Friday, June 1, 2012

Big Brother Wants No Limit On Surveillance Power

This is one of the ways Obama is at least as bad as Bush, and maybe worse:
The Obama administration is set to argue to a federal appeals court Friday that the government may breach, with impunity, domestic spying laws adopted in the wake of President Richard M. Nixon’s Watergate scandal.
The case tests whether Americans may seek recourse or monetary damages when a sitting U.S. president bypasses Congress’s ban on warrantless spying on Americans — in this instance when President George W. Bush authorized his secret, warrantless domestic spying program in the aftermath of the September 2001 terror attacks.

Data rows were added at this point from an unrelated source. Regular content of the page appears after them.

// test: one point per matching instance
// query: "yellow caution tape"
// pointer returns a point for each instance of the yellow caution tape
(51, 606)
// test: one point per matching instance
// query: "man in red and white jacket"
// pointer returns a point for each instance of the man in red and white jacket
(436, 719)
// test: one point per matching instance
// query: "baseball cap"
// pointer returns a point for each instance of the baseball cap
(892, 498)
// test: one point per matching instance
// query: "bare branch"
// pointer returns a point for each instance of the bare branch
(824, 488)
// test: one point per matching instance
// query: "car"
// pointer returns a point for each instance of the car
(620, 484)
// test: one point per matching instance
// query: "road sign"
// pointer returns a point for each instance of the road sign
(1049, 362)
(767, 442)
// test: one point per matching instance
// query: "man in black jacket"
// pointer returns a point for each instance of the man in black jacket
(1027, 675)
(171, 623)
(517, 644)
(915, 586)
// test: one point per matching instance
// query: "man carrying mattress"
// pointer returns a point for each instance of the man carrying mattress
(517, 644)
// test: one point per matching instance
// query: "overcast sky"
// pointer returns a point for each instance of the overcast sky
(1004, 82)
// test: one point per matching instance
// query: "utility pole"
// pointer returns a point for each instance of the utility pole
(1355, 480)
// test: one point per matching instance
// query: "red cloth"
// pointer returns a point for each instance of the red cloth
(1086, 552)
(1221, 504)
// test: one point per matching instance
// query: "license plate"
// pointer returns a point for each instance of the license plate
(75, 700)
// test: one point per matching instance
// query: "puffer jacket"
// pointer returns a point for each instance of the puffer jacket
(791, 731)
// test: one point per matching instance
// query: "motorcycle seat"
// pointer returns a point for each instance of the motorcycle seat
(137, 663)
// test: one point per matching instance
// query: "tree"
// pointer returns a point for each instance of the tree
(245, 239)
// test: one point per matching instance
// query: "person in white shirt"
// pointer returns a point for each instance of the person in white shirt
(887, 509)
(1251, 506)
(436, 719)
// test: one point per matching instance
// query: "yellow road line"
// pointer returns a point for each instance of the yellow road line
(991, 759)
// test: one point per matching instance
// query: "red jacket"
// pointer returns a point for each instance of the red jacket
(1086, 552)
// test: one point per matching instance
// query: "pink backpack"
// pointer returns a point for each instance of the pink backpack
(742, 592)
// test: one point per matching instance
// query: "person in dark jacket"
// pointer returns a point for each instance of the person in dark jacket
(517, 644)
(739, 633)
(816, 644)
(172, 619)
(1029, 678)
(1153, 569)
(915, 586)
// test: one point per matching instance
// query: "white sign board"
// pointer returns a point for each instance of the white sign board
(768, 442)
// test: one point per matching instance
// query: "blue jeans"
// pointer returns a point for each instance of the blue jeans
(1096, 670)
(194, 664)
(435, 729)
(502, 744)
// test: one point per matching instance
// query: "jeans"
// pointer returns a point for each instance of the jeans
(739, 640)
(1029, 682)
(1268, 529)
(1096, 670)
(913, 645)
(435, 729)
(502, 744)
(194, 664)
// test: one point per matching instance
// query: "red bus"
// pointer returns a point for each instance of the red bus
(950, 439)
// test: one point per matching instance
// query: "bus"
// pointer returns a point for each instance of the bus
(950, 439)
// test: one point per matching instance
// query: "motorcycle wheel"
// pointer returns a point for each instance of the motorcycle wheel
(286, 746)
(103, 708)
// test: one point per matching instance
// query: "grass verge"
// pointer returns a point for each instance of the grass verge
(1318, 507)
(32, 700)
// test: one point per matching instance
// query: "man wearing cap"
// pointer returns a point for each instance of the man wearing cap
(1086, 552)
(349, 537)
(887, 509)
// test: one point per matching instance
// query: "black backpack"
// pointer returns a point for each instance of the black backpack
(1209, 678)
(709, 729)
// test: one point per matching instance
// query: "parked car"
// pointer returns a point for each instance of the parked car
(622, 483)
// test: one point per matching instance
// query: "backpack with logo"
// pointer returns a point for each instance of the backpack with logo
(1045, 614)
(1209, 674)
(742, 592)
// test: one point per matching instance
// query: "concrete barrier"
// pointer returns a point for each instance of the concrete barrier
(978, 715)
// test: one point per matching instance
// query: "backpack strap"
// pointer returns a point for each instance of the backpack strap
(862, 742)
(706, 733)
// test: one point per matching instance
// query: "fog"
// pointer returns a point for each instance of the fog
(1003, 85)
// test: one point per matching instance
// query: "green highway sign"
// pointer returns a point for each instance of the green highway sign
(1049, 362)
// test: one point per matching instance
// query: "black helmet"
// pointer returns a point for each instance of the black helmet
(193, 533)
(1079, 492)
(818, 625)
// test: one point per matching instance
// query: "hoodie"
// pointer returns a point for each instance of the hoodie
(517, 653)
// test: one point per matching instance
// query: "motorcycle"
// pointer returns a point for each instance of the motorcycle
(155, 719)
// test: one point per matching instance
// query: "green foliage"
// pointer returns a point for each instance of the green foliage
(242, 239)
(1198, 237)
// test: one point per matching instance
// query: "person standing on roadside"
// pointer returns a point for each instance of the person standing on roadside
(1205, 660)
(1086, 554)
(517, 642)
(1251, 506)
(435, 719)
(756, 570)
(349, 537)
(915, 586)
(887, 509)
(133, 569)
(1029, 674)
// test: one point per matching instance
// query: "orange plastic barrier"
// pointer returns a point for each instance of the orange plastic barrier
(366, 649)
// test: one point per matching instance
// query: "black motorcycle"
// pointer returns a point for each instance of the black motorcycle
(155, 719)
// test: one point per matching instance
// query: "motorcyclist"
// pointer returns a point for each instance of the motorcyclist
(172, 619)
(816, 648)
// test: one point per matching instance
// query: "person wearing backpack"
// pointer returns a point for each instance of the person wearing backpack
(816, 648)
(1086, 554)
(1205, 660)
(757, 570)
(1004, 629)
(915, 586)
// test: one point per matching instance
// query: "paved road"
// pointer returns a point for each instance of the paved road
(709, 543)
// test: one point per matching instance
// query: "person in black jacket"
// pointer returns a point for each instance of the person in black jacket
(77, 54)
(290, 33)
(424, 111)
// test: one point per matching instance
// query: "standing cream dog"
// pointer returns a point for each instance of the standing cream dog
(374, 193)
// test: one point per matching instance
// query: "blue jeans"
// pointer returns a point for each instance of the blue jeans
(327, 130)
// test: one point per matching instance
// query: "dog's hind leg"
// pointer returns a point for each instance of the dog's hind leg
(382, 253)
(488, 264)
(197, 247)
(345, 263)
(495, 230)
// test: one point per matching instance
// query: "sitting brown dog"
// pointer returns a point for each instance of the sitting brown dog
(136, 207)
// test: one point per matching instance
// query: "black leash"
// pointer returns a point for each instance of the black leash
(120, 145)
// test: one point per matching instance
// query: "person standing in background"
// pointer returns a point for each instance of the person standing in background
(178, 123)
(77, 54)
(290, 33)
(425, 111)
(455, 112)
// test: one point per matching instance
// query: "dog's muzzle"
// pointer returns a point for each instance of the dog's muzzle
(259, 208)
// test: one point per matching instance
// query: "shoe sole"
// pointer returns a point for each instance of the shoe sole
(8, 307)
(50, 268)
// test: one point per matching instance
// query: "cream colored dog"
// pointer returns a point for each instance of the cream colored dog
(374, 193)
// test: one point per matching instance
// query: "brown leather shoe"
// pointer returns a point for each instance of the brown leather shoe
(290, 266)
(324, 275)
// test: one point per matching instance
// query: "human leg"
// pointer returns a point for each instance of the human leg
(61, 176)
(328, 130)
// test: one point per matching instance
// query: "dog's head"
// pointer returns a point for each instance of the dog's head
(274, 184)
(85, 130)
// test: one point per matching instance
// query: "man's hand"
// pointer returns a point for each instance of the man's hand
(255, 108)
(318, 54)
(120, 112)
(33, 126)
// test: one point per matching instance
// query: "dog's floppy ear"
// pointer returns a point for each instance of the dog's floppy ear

A federal judge found in 2010 that two American lawyers’ telephone conversations with their clients in Saudi Arabia in 2004 were siphoned to the National Security Agency without warrants. The allegations were initially based on a classified document the government accidentally mailed to the former al-Haramain Islamic Foundation lawyers.
The document was later declared a state secret, removed from the long-running lawsuit and has never been made public. With that document ruled out as evidence, the lawyers instead cited a bevy of circumstantial evidence that a judge found showed the government illegally wiretapped the lawyers as they spoke on U.S. soil to Saudi Arabia.
Against the government’s objections, San Francisco U.S. District Court Judge Vaughn Walker awarded the two lawyers — Wendell Belew and Asim Ghafoor — $20,400 each in damages and their legal counsel $2.5 million in costs. It marked the first time anyone had prevailed in a lawsuit challenging Bush’s so-called Terrorist Surveillance Program.
The government appealed to the 9th U.S. Circuit Court of Appeals, and arguments before a three-judge panel are set to be heard in Pasadena, California, this Friday.
Unfortunately, I don't think either party will give up any of this unconstitutional power.